Noticing an Optimisation
There are some columns that do not need all of their bits when set in particular states. For example a nullable field. It would be especially wastefull to allocate 4K bytes to a fixed string column that is nullable when the field is set to null for a record.
It would be nice if the record had a variable length. That when there was a fixed length string, the 4K bytes would be allocated, but when it was null, only a single bit indicating nullness was used.
Non-Null D:
AAAAABBBBBCCCCCCCDDDDDDDDDDDDDDDDDDDDDDDDDDDDDDDDDDDDDDDDDDDDDDDDDDDDDDDDDDDDDDDE
Null D:
AAAAABBBBBCCCCCCCDE
This does complicate loading records as you cannot just jump to a calculated offset. You would need to scan a page of memory serially, or use a page header with a list of record start offsets in the page.
This does not change the logical problem of adding, removing, or modifying columns. Although you could treat every column as nullable at the implementation level. This would then mean that turning on nullability on a column is free (you were already paying for it), and turning it off would be a simple check to see if any record is currently set to null.
Finite State and Partitions
We can take the optimisation further by noticing that certain fields are highly repetitive:
Often the data stored in these columns in these records is similar if not identical across many records. In terms of search efficiency it makes sense to co-locate these records within the same memory pages, as it makes them easier to find, and to ignore.

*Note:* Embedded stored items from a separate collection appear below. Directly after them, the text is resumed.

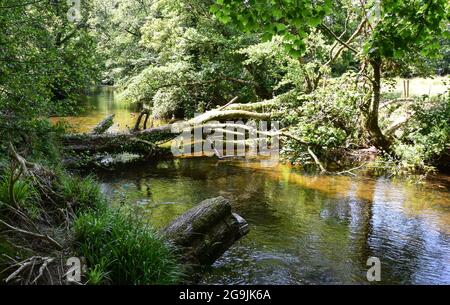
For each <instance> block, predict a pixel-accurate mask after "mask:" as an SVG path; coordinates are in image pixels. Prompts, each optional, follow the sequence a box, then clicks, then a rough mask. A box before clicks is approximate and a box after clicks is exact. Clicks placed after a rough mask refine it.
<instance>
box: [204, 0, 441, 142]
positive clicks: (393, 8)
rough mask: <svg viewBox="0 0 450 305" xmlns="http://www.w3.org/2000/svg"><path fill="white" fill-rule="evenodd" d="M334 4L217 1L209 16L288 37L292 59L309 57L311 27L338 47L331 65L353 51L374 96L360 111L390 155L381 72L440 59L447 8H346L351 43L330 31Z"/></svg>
mask: <svg viewBox="0 0 450 305" xmlns="http://www.w3.org/2000/svg"><path fill="white" fill-rule="evenodd" d="M336 4H337V5H340V4H342V2H341V1H339V2H336V3H335V4H334V5H336ZM334 5H333V4H332V3H331V1H314V2H313V1H306V0H305V1H289V0H279V1H270V2H266V1H245V2H244V1H235V0H216V1H215V4H214V5H212V6H211V11H212V12H214V13H215V14H216V16H217V17H218V19H219V20H221V21H223V22H224V23H230V22H232V23H234V24H235V25H237V26H238V27H239V28H242V29H244V30H247V31H264V35H265V36H266V37H271V36H272V35H275V34H279V35H282V36H284V37H285V39H286V42H287V48H288V50H289V51H290V54H291V55H293V56H295V57H300V56H301V55H302V54H303V53H304V52H305V50H306V47H305V38H306V37H307V33H308V32H310V31H311V28H312V27H319V28H320V29H321V31H323V32H324V34H327V35H329V36H331V37H332V38H334V39H335V40H336V42H337V44H339V46H340V47H339V48H337V50H335V51H334V52H333V50H332V52H331V53H332V56H331V59H332V60H334V59H336V58H337V57H338V56H339V55H340V54H341V53H342V50H343V49H347V50H350V51H351V52H353V53H354V54H355V55H354V56H355V57H356V58H358V60H359V62H360V67H361V69H360V73H359V74H358V78H359V77H365V78H366V79H367V80H369V82H370V84H371V87H372V96H371V98H370V99H368V100H367V102H366V103H365V105H363V107H362V110H363V113H364V115H365V117H366V123H365V127H366V130H367V132H368V133H369V135H370V139H371V142H372V143H373V144H374V145H376V146H378V147H380V148H384V149H386V150H390V145H391V140H390V139H388V138H387V137H386V136H385V135H384V134H383V133H382V131H381V129H380V127H379V122H378V121H379V118H378V111H379V105H380V96H381V81H382V72H383V69H384V67H386V66H389V65H390V64H391V63H394V62H396V63H397V64H399V63H400V62H399V59H402V60H403V61H402V63H403V64H413V63H415V62H416V61H415V59H416V58H418V57H419V56H426V57H429V58H431V57H433V56H436V55H438V53H439V39H438V38H439V37H446V38H448V35H449V34H448V33H449V31H448V21H449V3H448V1H445V0H428V1H425V0H409V1H395V0H383V1H381V3H380V2H378V1H361V2H360V3H351V6H349V3H347V5H348V7H349V8H350V9H352V10H354V12H355V13H356V17H357V19H359V22H358V23H354V25H356V26H355V28H354V29H353V32H352V33H353V34H352V35H351V36H350V38H349V39H348V40H344V38H343V37H342V35H338V34H336V33H335V32H334V31H333V29H332V28H330V27H329V24H330V23H333V20H334V19H335V18H336V14H333V13H331V12H334V11H339V10H340V8H341V7H335V6H334ZM327 64H329V62H327ZM317 74H318V76H317V78H315V80H314V85H315V86H312V87H311V89H312V90H314V89H315V88H316V87H317V84H318V82H319V80H320V78H321V77H322V75H323V73H322V72H320V71H318V73H317Z"/></svg>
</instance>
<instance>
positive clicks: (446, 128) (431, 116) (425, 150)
mask: <svg viewBox="0 0 450 305" xmlns="http://www.w3.org/2000/svg"><path fill="white" fill-rule="evenodd" d="M413 111H414V112H415V115H414V116H413V117H412V118H411V119H410V120H409V121H408V122H407V125H406V126H405V128H404V130H403V132H402V135H401V137H400V138H399V140H398V142H397V144H396V145H395V151H396V155H397V156H399V158H400V165H401V167H402V169H403V170H406V171H411V172H414V171H421V170H427V169H430V168H431V167H432V166H440V165H442V166H443V165H446V164H444V163H445V162H447V161H448V160H449V157H450V98H449V95H448V94H445V95H442V96H440V97H434V98H429V97H425V98H421V99H419V100H417V102H416V103H415V104H414V106H413Z"/></svg>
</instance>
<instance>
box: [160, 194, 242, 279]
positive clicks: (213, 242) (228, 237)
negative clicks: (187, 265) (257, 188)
mask: <svg viewBox="0 0 450 305" xmlns="http://www.w3.org/2000/svg"><path fill="white" fill-rule="evenodd" d="M248 231H249V229H248V224H247V222H246V221H245V220H244V219H243V218H242V217H240V216H239V215H237V214H235V213H232V211H231V204H230V202H229V200H227V199H225V198H223V197H217V198H212V199H207V200H205V201H203V202H201V203H200V204H199V205H197V206H196V207H194V208H193V209H191V210H189V211H188V212H187V213H185V214H183V215H181V216H180V217H178V218H177V219H175V220H174V221H173V222H172V223H171V224H169V225H168V226H167V227H166V228H165V229H164V230H163V231H162V233H163V234H164V235H165V236H166V237H168V239H169V240H171V241H172V242H173V244H174V245H175V246H176V247H177V248H178V249H179V250H180V252H181V253H180V254H181V256H182V261H183V263H185V264H186V265H188V266H190V267H192V268H193V269H194V270H195V269H196V268H197V267H200V266H205V265H211V264H213V263H214V262H215V261H216V260H217V259H218V258H219V257H221V256H222V254H223V253H225V251H227V250H228V248H230V247H231V246H232V245H233V244H234V243H235V242H236V241H237V240H239V239H240V238H241V237H243V236H244V235H246V234H247V233H248Z"/></svg>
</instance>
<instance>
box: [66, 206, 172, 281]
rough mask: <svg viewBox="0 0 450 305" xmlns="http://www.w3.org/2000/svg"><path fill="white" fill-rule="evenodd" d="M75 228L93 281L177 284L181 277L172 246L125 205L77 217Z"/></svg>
mask: <svg viewBox="0 0 450 305" xmlns="http://www.w3.org/2000/svg"><path fill="white" fill-rule="evenodd" d="M74 231H75V242H76V249H77V252H78V254H79V255H80V256H83V257H85V258H86V260H87V263H88V265H89V266H90V269H89V273H88V274H89V280H90V281H91V283H92V284H97V283H100V282H101V283H105V282H106V283H107V282H112V283H114V284H147V285H148V284H174V283H177V282H178V281H179V279H180V277H181V274H180V271H179V270H180V267H179V265H178V263H177V259H176V256H175V255H174V254H173V252H172V250H171V247H170V246H169V245H168V244H167V243H166V242H165V241H164V239H163V238H162V237H161V236H160V235H159V234H158V233H157V232H156V231H155V230H154V229H152V228H151V227H149V226H148V225H146V224H145V223H143V222H142V220H139V219H136V217H133V216H131V214H129V213H128V212H127V211H125V210H124V209H123V208H122V209H107V210H100V211H97V212H88V213H85V214H83V215H81V216H80V217H79V218H78V219H76V221H75V224H74Z"/></svg>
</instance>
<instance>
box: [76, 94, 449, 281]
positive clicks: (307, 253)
mask: <svg viewBox="0 0 450 305" xmlns="http://www.w3.org/2000/svg"><path fill="white" fill-rule="evenodd" d="M85 102H86V105H88V106H89V107H87V110H86V112H85V113H83V114H82V115H81V116H79V117H75V118H68V121H69V122H71V123H73V124H75V125H77V126H76V128H75V129H76V130H78V131H86V130H88V129H90V128H92V127H93V126H95V124H96V123H98V122H99V121H100V120H101V119H102V118H103V117H104V116H105V115H106V114H110V113H115V114H116V122H117V124H116V125H115V126H114V127H113V129H115V130H123V129H124V128H126V126H132V123H133V121H134V120H135V113H134V112H133V109H132V107H130V106H129V105H128V106H127V105H124V104H123V103H121V102H120V101H118V100H117V98H115V96H114V91H112V90H103V91H101V92H100V93H98V94H97V95H94V96H90V97H88V98H87V99H86V101H85ZM98 177H99V180H100V182H101V186H102V189H103V190H104V192H105V193H106V194H107V196H108V197H109V198H110V199H111V200H112V202H122V201H124V200H126V201H128V202H131V203H133V204H135V205H137V206H139V207H140V211H142V213H144V215H145V217H148V219H149V221H150V222H151V223H152V224H153V225H154V226H155V227H157V228H161V227H163V226H164V225H166V224H167V223H168V222H170V221H171V220H172V219H173V218H174V217H176V216H178V215H181V214H182V213H184V212H186V211H187V210H188V209H190V208H192V207H193V206H194V205H195V204H197V203H199V202H200V201H201V200H203V199H206V198H211V197H216V196H224V197H226V198H229V199H230V200H231V201H232V204H233V209H234V211H236V212H237V213H238V214H240V215H241V216H243V217H244V218H245V219H246V220H247V221H248V223H249V226H250V233H249V234H248V235H247V236H246V237H244V238H243V239H242V240H240V241H239V242H237V243H236V244H235V245H234V246H233V247H232V248H231V249H230V250H229V251H227V252H226V253H225V254H224V255H223V256H222V257H221V258H220V259H219V260H218V261H216V263H215V264H214V265H213V266H212V267H211V268H210V269H209V270H208V271H207V272H206V274H205V276H204V278H203V280H202V283H205V284H372V283H381V284H450V196H449V194H450V178H449V177H446V176H441V177H438V178H436V179H433V180H430V181H426V182H424V183H423V184H420V185H417V184H412V183H409V182H407V181H403V180H399V179H396V180H391V179H386V178H370V177H346V176H314V175H305V174H302V173H301V172H300V171H298V170H297V169H295V168H292V167H289V166H285V165H279V166H277V167H275V168H264V167H261V166H260V164H259V163H258V162H254V161H245V160H229V161H224V160H216V159H213V158H190V159H174V160H170V161H161V162H158V163H148V164H144V165H142V164H139V165H135V166H133V165H131V166H127V168H126V169H121V170H118V171H114V172H101V173H98ZM370 257H376V258H378V259H379V260H380V262H381V281H380V282H372V283H370V282H368V280H367V277H366V274H367V270H368V269H369V268H370V266H367V260H368V259H369V258H370Z"/></svg>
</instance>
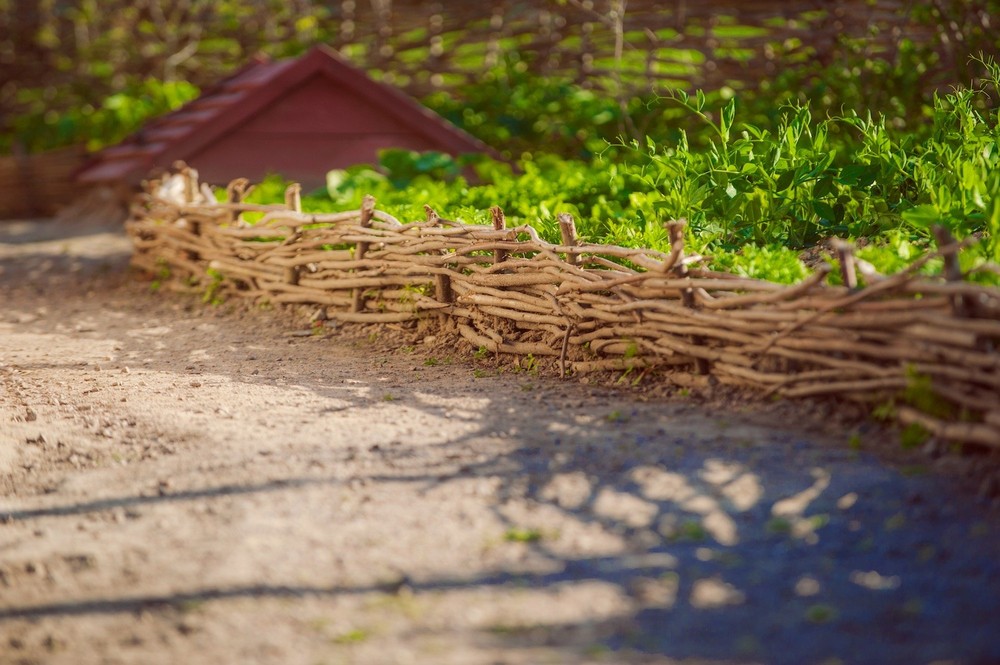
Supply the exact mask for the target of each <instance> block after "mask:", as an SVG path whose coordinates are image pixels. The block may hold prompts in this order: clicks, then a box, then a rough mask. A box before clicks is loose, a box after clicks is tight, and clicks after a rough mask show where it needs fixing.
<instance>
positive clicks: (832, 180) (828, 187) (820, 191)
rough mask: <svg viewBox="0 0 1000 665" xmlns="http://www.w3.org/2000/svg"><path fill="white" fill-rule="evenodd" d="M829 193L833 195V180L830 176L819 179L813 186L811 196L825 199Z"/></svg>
mask: <svg viewBox="0 0 1000 665" xmlns="http://www.w3.org/2000/svg"><path fill="white" fill-rule="evenodd" d="M831 193H833V178H831V177H830V176H826V177H824V178H820V179H819V180H817V181H816V184H815V185H813V196H815V197H816V198H825V197H827V196H829V195H830V194H831Z"/></svg>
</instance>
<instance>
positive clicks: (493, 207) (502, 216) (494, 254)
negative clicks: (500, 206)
mask: <svg viewBox="0 0 1000 665" xmlns="http://www.w3.org/2000/svg"><path fill="white" fill-rule="evenodd" d="M490 215H492V217H493V228H494V229H495V230H497V231H503V230H504V229H505V228H507V218H506V217H504V214H503V209H502V208H501V207H500V206H493V207H492V208H490ZM506 260H507V250H505V249H494V250H493V265H497V264H499V263H503V262H504V261H506Z"/></svg>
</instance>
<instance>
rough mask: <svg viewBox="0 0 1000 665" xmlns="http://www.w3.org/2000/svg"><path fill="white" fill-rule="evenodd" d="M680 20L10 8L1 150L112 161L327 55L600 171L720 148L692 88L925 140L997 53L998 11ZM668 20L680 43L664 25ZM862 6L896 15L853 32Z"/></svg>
mask: <svg viewBox="0 0 1000 665" xmlns="http://www.w3.org/2000/svg"><path fill="white" fill-rule="evenodd" d="M684 4H685V3H680V4H678V3H649V2H642V1H641V0H632V2H628V3H627V2H625V0H544V1H543V0H535V1H522V2H517V1H513V0H498V1H497V2H494V3H492V4H489V3H481V4H473V3H466V2H436V3H426V2H414V1H405V0H395V2H393V0H357V1H355V0H341V1H339V2H329V1H324V0H171V1H169V2H168V1H166V0H38V1H37V2H27V1H25V0H0V153H6V152H12V151H23V152H39V151H44V150H47V149H51V148H56V147H60V146H65V145H72V144H85V145H87V146H88V147H89V148H90V149H97V148H100V147H102V146H104V145H108V144H110V143H114V142H116V141H118V140H120V139H121V138H122V137H124V136H125V135H127V134H129V133H130V132H132V131H134V130H136V129H137V128H138V127H139V126H141V124H142V123H143V122H144V121H145V120H147V119H148V118H150V117H153V116H156V115H159V114H162V113H164V112H166V111H168V110H170V109H173V108H176V107H177V106H179V105H181V104H183V103H184V102H185V101H188V100H190V99H192V98H193V97H195V96H196V95H197V94H198V93H199V91H200V90H201V89H203V88H205V87H206V86H209V85H211V84H212V83H214V82H215V81H218V80H219V79H220V78H221V77H224V76H226V75H228V74H231V73H232V72H233V71H235V70H236V69H238V68H239V67H240V66H242V65H243V64H244V63H245V62H246V61H247V60H248V59H249V58H250V57H252V56H254V55H256V54H261V53H262V54H266V55H269V56H272V57H286V56H294V55H297V54H300V53H302V52H303V51H304V50H306V49H308V48H309V47H311V46H313V45H316V44H320V43H323V44H331V45H333V46H335V47H336V48H338V49H339V50H340V51H341V53H343V54H344V55H346V56H347V57H349V58H350V59H352V60H353V61H355V62H356V63H357V64H359V65H360V66H362V67H364V68H366V69H367V70H368V71H369V72H371V73H372V74H373V75H374V76H376V77H377V78H382V79H384V80H386V81H388V82H391V83H394V84H396V85H398V86H401V87H402V88H404V89H405V90H407V91H408V92H410V93H411V94H413V95H415V96H417V97H418V98H420V99H421V100H422V101H424V102H425V103H426V104H427V105H428V106H430V107H431V108H433V109H435V110H437V111H438V112H439V113H441V114H443V115H444V116H446V117H447V118H449V119H450V120H452V121H453V122H455V123H456V124H457V125H459V126H461V127H463V128H464V129H466V130H467V131H469V132H470V133H472V134H474V135H476V136H478V137H479V138H481V139H483V140H484V141H486V142H487V143H490V144H491V145H493V146H495V147H496V148H497V149H498V150H500V151H501V152H502V153H505V154H506V155H508V156H512V157H519V156H521V155H522V154H524V153H526V152H532V151H535V150H538V149H539V148H540V147H544V150H545V151H547V152H553V153H557V154H560V155H563V156H570V157H584V158H589V157H591V156H593V155H594V154H596V153H599V152H602V151H604V150H606V149H607V146H608V143H609V142H610V143H615V142H617V140H618V139H619V138H624V139H640V138H644V137H647V136H648V137H651V138H653V139H654V140H655V141H657V142H667V141H676V140H677V139H678V137H679V136H680V133H681V131H682V130H683V131H685V132H686V134H687V140H688V141H690V143H691V144H692V145H695V146H697V145H707V144H708V142H709V141H710V140H711V137H712V132H711V131H710V127H711V123H706V122H703V119H701V118H698V117H696V116H693V115H692V114H691V113H690V112H688V110H687V109H684V108H683V107H682V106H680V105H678V104H675V103H670V101H669V100H667V101H665V100H664V98H665V97H669V96H670V95H672V94H673V92H672V91H673V90H675V89H684V88H685V87H687V88H688V90H687V91H688V92H693V90H694V88H693V87H692V86H697V87H704V89H705V90H706V104H705V105H704V108H703V111H704V113H705V115H706V117H707V118H708V119H712V120H717V119H718V114H719V112H720V110H721V109H722V108H724V106H725V105H726V104H727V102H728V101H729V100H730V99H731V98H732V97H733V96H734V95H738V96H739V100H740V117H741V118H742V119H743V121H745V122H747V123H751V124H753V125H755V126H757V127H761V128H765V129H768V130H774V129H776V128H777V127H778V124H779V118H780V116H781V109H782V107H783V106H785V105H787V104H788V103H797V104H808V105H809V107H810V108H811V110H812V113H813V114H814V116H816V117H824V116H827V115H841V114H843V113H844V112H845V111H847V110H851V111H858V112H862V113H866V112H868V111H871V112H872V113H873V114H875V115H878V116H884V117H885V119H886V121H887V122H888V123H889V125H890V126H891V127H895V128H897V129H903V128H905V129H906V131H908V132H911V133H914V134H916V135H921V134H922V133H925V132H928V131H929V127H930V124H931V123H930V122H928V120H929V119H930V118H931V117H932V116H933V113H934V103H933V94H934V92H935V91H947V90H949V89H950V88H951V87H952V86H957V85H959V84H962V85H968V84H969V82H970V81H972V82H974V81H975V80H976V78H977V77H978V76H979V75H980V74H981V69H977V65H976V63H975V62H974V61H972V60H970V57H969V56H970V55H973V54H977V53H984V54H987V55H993V56H995V55H996V53H997V50H998V37H997V34H998V33H1000V30H997V26H995V25H993V24H991V21H993V22H996V21H997V20H1000V19H997V17H998V16H1000V11H998V10H1000V0H935V1H933V2H901V1H898V0H897V1H895V2H894V1H891V0H889V1H887V0H881V1H879V0H869V1H866V0H859V1H858V2H845V1H841V2H826V3H805V2H804V3H775V7H776V8H777V11H776V12H775V14H774V16H773V17H771V18H765V19H760V17H759V16H756V15H755V16H753V17H750V19H752V20H750V19H748V20H745V21H744V20H742V19H743V18H745V16H744V14H742V13H741V12H742V11H743V10H742V9H741V7H740V5H741V3H738V2H728V3H726V2H713V1H712V0H706V2H704V3H699V6H701V5H705V7H703V8H702V9H704V12H703V13H702V14H698V15H695V14H693V13H692V12H694V11H695V10H694V9H691V8H689V9H688V10H687V11H688V14H687V15H684V14H680V13H678V12H679V10H678V7H680V6H682V5H684ZM755 4H759V3H755ZM657 5H659V6H662V8H663V9H662V11H661V12H660V13H664V12H672V13H671V16H672V20H674V21H675V22H674V23H671V24H670V25H673V26H674V27H659V28H657V29H655V30H654V29H652V28H651V27H649V26H651V25H652V24H651V23H649V16H651V15H657V14H655V12H656V11H657V10H656V9H655V8H656V6H657ZM674 5H677V6H676V7H675V6H674ZM855 5H856V6H858V7H863V8H865V11H866V12H867V13H866V14H865V16H870V17H876V18H877V17H879V16H881V17H882V18H881V19H878V20H876V18H872V20H871V22H868V19H863V20H862V19H860V18H858V16H853V18H854V19H857V20H855V21H854V22H851V19H852V14H858V12H852V8H853V7H854V6H855ZM650 6H652V7H653V9H650ZM845 8H846V9H845ZM650 12H654V13H653V14H650ZM528 17H530V20H529V18H528ZM519 21H520V22H519ZM644 25H645V26H646V27H645V28H644V27H643V26H644ZM665 25H666V24H665ZM654 27H655V26H654ZM769 30H773V33H772V32H768V31H769ZM790 35H792V36H790ZM796 35H797V36H796ZM809 35H813V38H812V40H811V41H810V39H808V36H809ZM803 37H807V39H805V40H804V39H803ZM651 55H655V56H656V57H657V59H656V60H653V59H651ZM761 63H763V65H762V64H761ZM654 70H655V71H654ZM654 74H655V76H654ZM703 84H704V85H703ZM977 103H980V104H989V103H991V102H990V98H986V97H984V98H982V99H981V100H978V101H977ZM831 131H833V132H834V133H835V134H836V133H837V132H839V131H842V129H841V128H840V127H839V126H838V127H833V128H831ZM833 138H834V140H836V136H834V137H833Z"/></svg>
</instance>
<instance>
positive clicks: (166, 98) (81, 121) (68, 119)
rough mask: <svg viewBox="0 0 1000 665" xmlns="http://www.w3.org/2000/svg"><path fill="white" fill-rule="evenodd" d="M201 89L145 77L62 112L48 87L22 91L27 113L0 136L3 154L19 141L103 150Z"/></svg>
mask: <svg viewBox="0 0 1000 665" xmlns="http://www.w3.org/2000/svg"><path fill="white" fill-rule="evenodd" d="M198 93H199V91H198V88H197V87H195V86H193V85H191V84H190V83H187V82H185V81H166V82H165V81H159V80H157V79H152V78H149V79H144V80H142V81H137V82H135V83H133V84H131V85H129V86H127V87H126V88H125V89H124V90H122V91H121V92H116V93H115V94H113V95H110V96H108V97H105V98H104V100H103V101H102V102H100V104H99V105H97V106H94V105H91V104H84V105H81V106H74V107H72V108H69V109H66V110H64V111H62V112H60V111H57V110H55V109H53V108H52V100H51V98H50V94H49V90H48V89H47V88H25V89H22V90H19V91H18V93H17V99H18V101H19V103H20V104H21V105H22V107H23V108H24V109H26V112H25V113H23V114H21V115H19V116H17V117H16V118H14V120H13V133H11V134H0V152H8V151H10V150H11V147H12V142H13V141H14V140H17V141H18V142H20V144H21V145H22V147H23V148H24V149H26V150H28V151H29V152H40V151H43V150H49V149H52V148H58V147H61V146H65V145H71V144H84V145H86V146H87V148H88V149H90V150H98V149H100V148H103V147H104V146H106V145H111V144H114V143H117V142H118V141H120V140H121V139H123V138H125V137H126V136H128V135H129V134H131V133H133V132H135V131H137V130H138V129H139V128H140V127H142V125H143V124H145V123H146V122H147V121H148V120H149V119H150V118H153V117H155V116H158V115H161V114H163V113H166V112H167V111H171V110H173V109H175V108H177V107H179V106H181V105H182V104H184V103H185V102H187V101H190V100H191V99H194V98H195V97H197V96H198Z"/></svg>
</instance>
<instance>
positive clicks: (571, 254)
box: [556, 212, 579, 266]
mask: <svg viewBox="0 0 1000 665" xmlns="http://www.w3.org/2000/svg"><path fill="white" fill-rule="evenodd" d="M556 219H557V220H559V233H560V235H562V239H563V245H565V246H566V247H576V222H574V221H573V215H571V214H569V213H568V212H561V213H559V214H558V215H557V216H556ZM566 263H568V264H570V265H571V266H575V265H577V263H579V258H578V257H577V255H576V252H566Z"/></svg>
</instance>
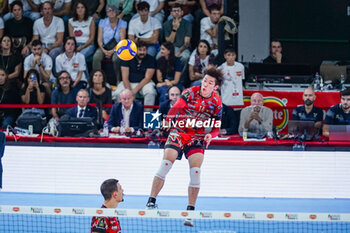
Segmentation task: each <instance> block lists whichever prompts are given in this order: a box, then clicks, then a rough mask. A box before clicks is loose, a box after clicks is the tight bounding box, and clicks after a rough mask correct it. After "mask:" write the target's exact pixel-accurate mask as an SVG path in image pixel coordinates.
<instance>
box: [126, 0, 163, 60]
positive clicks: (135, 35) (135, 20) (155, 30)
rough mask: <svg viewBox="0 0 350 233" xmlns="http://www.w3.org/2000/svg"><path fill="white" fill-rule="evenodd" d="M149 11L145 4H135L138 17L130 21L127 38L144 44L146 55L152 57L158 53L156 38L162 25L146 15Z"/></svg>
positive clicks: (149, 7) (158, 21) (157, 38)
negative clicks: (140, 42) (142, 41)
mask: <svg viewBox="0 0 350 233" xmlns="http://www.w3.org/2000/svg"><path fill="white" fill-rule="evenodd" d="M149 9H150V6H149V4H148V3H147V2H140V3H139V4H137V12H138V13H139V14H140V17H137V18H135V19H132V20H131V21H130V23H129V31H128V37H129V39H130V40H132V41H134V42H139V41H143V42H145V43H146V44H147V54H149V55H151V56H152V57H154V56H155V55H156V54H157V52H158V46H159V44H158V37H159V31H160V29H161V28H162V25H161V23H160V22H159V21H158V20H156V19H155V18H153V17H152V16H149V15H148V13H149Z"/></svg>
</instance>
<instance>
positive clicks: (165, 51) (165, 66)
mask: <svg viewBox="0 0 350 233" xmlns="http://www.w3.org/2000/svg"><path fill="white" fill-rule="evenodd" d="M160 53H161V58H160V59H159V60H158V61H157V80H158V83H157V85H156V87H157V91H158V93H159V95H160V96H159V104H161V103H162V102H164V101H166V94H167V93H168V90H169V88H170V87H172V86H178V87H179V88H181V87H182V86H181V83H180V76H181V71H182V64H181V61H180V59H178V58H177V57H175V54H174V45H173V44H172V43H171V42H164V43H163V44H162V46H161V48H160Z"/></svg>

As these records have these commonalities we could choose to not duplicate the identical data accross each record, but to just store the variable portion.
Given:
//Logical Records
(true, false, 123, "His Jaw")
(true, false, 124, "His Leg")
(true, false, 126, "His Eye")
(true, false, 129, "His Bow")
We could describe it as:
//Partition Header
(true, false, 120 + _, "His " + _)
//Partition Records
(3, "Jaw")
(4, "Leg")
(6, "Eye")
(9, "Bow")
This is still 4 records, all of the similarities have been extracted into a page header, and each variant identifies the difference between it and that header.
This complicates parsing as the exact records are no longer exactly stored, but they can still be recovered.
Adding, Removing, and modifying columns is still problematic. The partition must still be updated. However the update might not affect each variance, but the header (say drop the first column or insert a new column).
Logical Table vs Stored Record
Now we can actually do something about the adding, removing, and modifying of columns. The last observation shows that, how the table data is stored does not have to directly match the logical table schema, its allowed to be different as long as the logical record can be reconstructed.
What this means is that a partition need only have some extra meta-data stored with it, about what each physical column corresponds to in the logical table. Where possible each logical column would have some default logical state.
//Logical Table
//| Logical Name | type | Internal Name | Default Value
( (Runnable, bool, A, false)
, (ContinueOnError, bool, B, true)
, (FlagOnFailure, bool, C, true)
, (SerialID, int, D, - ) //- No Default value, must be specified
, (RelatedEntry, int?, E, null)
, (Label, varchar[200], F, null)
)
//Partition Header
( A , C , D , F ) //logical column names
(true, false, 120 + _, "His " + _) //common data in partition
When removing a logical column:
- only those partitions that define it need to be updated.
- all the other partitions need no change
When modifying a logical column:
- changing the type only affects partitions whose sub-type needs changing
- converting a null to null is a noop
- converting a string to a string of a longer length is a noop.
- converting an integer to a string may require some computation
- converting a longer string to a shorter string requires certain partitions are truncated.
- changing the logical order of a column is just an update to the logical table definition
- changing the name of the column is just an update to the logical table definition
- assuming that you have used a stable internal column name
When adding a logical column:
- if it has a well known default value, then it is just an update to the logical table definition
- otherwise each record will need to be updated to store a correct value for the record, which may repartition the data to optimise for commonalities.
And this is just the top of the possible ways to encode a logical table.
SQLite
The approach that SQLite takes is pretty similar to what I've just describe, keeping the logical layout separate to how each record is physically stored. Its only when the record has to be changed that it actually rewrites the data.
And just as a note, database engines prefer to not do in place updates. It affects the engines ability to perform concurrent queries, and also has some nasty implications for transactional consistency. What you will generally find is that the entire memory page is rewritten into one or more new memory pages, which are flushed to disk along with a similarly updated table index. This allows older queries to still use the old representation of the data, and new queries will use the new representation. Eventually the old unused pages are garbage collected and reused as blank space for later transactions.